Hi Fellow Outbackers,

My husband and I took possession yesterday of our new 29F BHS
fifth wheel. My husband has several years of RV tech experience for several dealers in our area. He has inspected this unit from top to bottom and is extremely pleased with the quality. This is by far the prettiest unit I have ever seen and believe me, I've seen quite a few of them.

We are trying to decide where to go first, either Gatlinburg or the Gulf coast. No matter what destination we decide to take , I know it'll be a great Outbacking experience!!


----------



## Y-Guy (Jan 30, 2004)

Welcome aboard and congrats on your new camper!


----------



## CHERYLLR (Mar 5, 2004)

We also purchased the same model. We can't wait for our first trip.


----------



## NDJollyMon (Aug 22, 2003)

Welcome to OUTBACKS and congratulations!

Sounds like you and your husband will be pretty popular here! RV Tech is just what we need here!


----------



## Don & Sherlene (Mar 14, 2004)

Thanks everyone,

We are almost as excited about this website as we are about our new camper!! I love all of the information and different ideas and suggestions.

We live near Oak Mountain State Park and camp there often. We've become good friends with the campground directors and Don has provided on-site RV service to some of the folks there needing help. He also provides service to a local KOA campground. We love meeting people from all over the country..especially campers...this is a special group of people.

Don has already posted a message with regards to our experience with heavy duty trucks.







But, we now have a Dodge Cummins and my hope is that it will be around for a long time!

We're happy to be on board with the Outback family.. 
God bless,


----------



## CamperDC (Oct 30, 2003)

Don, old buddie old pal







,

A RV tech and member of Outbackers. What more can you ask for? I love this site.

Glad to have you two aboard. I have only had my Outback for less then a year and I already have my eye on that 29 Fifth Wheel Bunk House.


----------



## shooter (Mar 16, 2004)

Don & Sherlene,
Well I joined you last week by picking up my new 29FBHS as well







, towed like a dream home and now is loaded ready for its first shake down this week. Leaving for Statesville, NC, Wednesday and hopefully will love the use as much as everything Don noticed (I did too!!) during the purchase & review.

Craig


----------



## Don & Sherlene (Mar 14, 2004)

Craig,

Congratulations!! I know you'll love yours as much as we love ours.

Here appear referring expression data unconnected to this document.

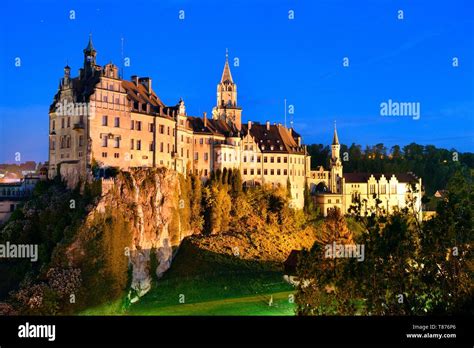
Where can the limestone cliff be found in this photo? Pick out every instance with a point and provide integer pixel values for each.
(149, 203)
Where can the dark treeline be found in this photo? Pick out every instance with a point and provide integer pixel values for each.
(434, 165)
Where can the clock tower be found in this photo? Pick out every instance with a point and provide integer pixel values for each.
(226, 108)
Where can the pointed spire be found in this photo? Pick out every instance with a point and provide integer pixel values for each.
(90, 46)
(226, 75)
(335, 139)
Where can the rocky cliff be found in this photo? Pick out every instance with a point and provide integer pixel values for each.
(147, 206)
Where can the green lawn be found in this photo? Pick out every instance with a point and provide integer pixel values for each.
(236, 293)
(203, 283)
(251, 305)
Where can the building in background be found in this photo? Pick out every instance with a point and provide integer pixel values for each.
(335, 189)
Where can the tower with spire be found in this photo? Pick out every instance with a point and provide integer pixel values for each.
(226, 107)
(336, 164)
(89, 58)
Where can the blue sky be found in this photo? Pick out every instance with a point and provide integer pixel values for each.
(300, 60)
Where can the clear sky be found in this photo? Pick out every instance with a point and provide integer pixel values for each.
(300, 60)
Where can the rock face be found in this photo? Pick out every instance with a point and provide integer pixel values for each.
(150, 202)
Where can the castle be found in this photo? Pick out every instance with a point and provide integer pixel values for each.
(99, 119)
(392, 191)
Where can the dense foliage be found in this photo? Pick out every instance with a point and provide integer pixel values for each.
(410, 268)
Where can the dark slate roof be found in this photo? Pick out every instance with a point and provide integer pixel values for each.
(215, 127)
(364, 177)
(138, 93)
(276, 139)
(82, 90)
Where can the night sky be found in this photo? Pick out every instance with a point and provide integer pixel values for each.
(300, 60)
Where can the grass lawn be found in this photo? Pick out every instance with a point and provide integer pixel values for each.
(205, 284)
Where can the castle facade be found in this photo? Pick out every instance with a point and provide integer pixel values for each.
(98, 119)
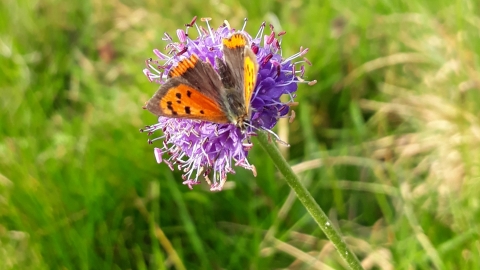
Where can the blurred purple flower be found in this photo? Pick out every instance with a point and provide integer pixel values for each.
(201, 148)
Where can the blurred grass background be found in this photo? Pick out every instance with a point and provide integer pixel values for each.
(387, 141)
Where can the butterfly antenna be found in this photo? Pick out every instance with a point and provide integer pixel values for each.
(277, 139)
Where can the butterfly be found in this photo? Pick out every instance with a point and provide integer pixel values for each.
(194, 90)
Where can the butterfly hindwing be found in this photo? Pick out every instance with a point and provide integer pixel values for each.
(241, 68)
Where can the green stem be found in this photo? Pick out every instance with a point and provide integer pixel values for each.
(307, 200)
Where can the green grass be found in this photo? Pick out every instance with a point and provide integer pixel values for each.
(387, 141)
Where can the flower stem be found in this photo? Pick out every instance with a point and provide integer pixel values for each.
(307, 200)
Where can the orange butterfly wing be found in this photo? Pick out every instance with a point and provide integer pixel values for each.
(190, 93)
(250, 71)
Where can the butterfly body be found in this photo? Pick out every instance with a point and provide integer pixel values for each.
(195, 90)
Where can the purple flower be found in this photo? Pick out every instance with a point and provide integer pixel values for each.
(210, 150)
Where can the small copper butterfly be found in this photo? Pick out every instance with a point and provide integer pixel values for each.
(194, 90)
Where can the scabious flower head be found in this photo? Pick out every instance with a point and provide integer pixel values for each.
(210, 150)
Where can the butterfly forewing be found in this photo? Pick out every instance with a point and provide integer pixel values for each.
(192, 92)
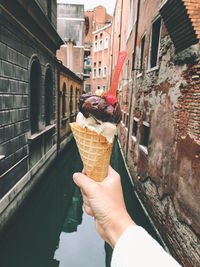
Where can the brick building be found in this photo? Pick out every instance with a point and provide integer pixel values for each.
(160, 130)
(71, 27)
(70, 89)
(31, 78)
(97, 49)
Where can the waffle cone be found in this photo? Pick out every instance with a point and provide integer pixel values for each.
(95, 151)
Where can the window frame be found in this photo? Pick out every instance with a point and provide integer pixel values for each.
(151, 68)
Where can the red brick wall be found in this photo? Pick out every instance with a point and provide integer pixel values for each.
(167, 98)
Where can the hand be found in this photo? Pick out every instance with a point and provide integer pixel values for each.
(105, 202)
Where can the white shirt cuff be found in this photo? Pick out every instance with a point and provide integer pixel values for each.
(136, 248)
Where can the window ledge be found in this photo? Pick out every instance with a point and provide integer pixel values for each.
(139, 75)
(64, 119)
(152, 69)
(144, 149)
(2, 157)
(39, 134)
(134, 139)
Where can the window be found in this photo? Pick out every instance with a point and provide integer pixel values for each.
(71, 104)
(133, 61)
(94, 73)
(99, 73)
(126, 70)
(130, 18)
(127, 120)
(100, 45)
(35, 89)
(135, 127)
(99, 70)
(142, 52)
(95, 46)
(106, 43)
(76, 100)
(64, 101)
(123, 117)
(87, 88)
(145, 134)
(88, 61)
(104, 71)
(48, 96)
(49, 9)
(155, 40)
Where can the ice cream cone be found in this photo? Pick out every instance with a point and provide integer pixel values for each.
(95, 151)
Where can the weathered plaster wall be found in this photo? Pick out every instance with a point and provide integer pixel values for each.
(166, 172)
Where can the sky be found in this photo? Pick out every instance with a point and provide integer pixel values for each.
(90, 4)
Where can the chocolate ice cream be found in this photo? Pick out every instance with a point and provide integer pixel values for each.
(99, 108)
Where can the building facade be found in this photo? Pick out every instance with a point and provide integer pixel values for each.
(70, 89)
(97, 50)
(71, 27)
(160, 98)
(30, 82)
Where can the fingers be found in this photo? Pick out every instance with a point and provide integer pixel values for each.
(88, 210)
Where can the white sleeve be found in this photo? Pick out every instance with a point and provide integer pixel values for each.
(136, 248)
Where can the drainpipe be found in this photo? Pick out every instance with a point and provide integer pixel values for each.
(120, 26)
(58, 105)
(111, 76)
(132, 87)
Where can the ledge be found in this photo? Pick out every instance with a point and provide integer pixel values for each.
(2, 157)
(144, 149)
(65, 119)
(134, 139)
(39, 134)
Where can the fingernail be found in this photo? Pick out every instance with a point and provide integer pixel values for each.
(75, 175)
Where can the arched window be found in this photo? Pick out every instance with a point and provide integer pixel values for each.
(48, 96)
(76, 100)
(71, 104)
(64, 101)
(35, 89)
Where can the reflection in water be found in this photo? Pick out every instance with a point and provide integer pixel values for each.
(74, 217)
(42, 234)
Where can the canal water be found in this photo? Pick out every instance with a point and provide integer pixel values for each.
(51, 228)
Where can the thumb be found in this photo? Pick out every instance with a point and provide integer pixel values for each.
(82, 180)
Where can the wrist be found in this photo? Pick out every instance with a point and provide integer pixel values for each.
(117, 226)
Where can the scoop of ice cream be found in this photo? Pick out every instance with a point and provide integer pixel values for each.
(97, 106)
(106, 129)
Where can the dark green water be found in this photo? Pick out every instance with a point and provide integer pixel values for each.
(50, 229)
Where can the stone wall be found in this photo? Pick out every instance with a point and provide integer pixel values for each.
(160, 129)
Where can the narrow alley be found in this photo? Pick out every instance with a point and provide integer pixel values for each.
(53, 51)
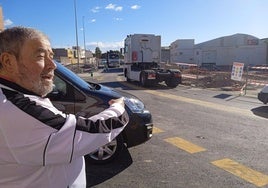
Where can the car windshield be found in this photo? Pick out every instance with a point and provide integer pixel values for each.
(72, 76)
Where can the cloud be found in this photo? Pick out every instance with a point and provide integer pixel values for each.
(105, 46)
(114, 7)
(118, 19)
(95, 9)
(135, 7)
(7, 22)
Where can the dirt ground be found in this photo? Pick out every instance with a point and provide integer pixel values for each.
(218, 79)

We've just made 2 trips so far since our purchase on March 13. We took 3 boys - ages 9, 15 & 16 and my husband and I felt we still had plenty of room and privacy.

I couldn't believe how easy this fifth wheel is to pull..needless to say, so far Don has been impressed with how well it handles.

Let us know about your trip..

Happy Outbacking!


----------



## shooter (Mar 16, 2004)

Don & Sherlene,
Trip to NC went off without a single glitch. As noted by nkskjames in another forum I too am having problems getting heat up to the ducts in the 'goose' but still was plenty warm in the rig. We went from 2003 30' dutchman TT to this and the storage and general move-around each other room was as you said one of the best parts, we couldn't get over that nice factor either







.

Don was also correct about the towing, smooth as silk. I even drove home during some of the terrible winds we had here on the east coast Sunday and it just kept on going with a little side wiggle every now and then when a big gust would come across but I could only think how the old TT would have been. Hopefully this unit will continue to amaze us.

Have you all noticed that small issue with the upper area heat? we tried covering the lower vents but still didn't want to move forward much??
Craig


----------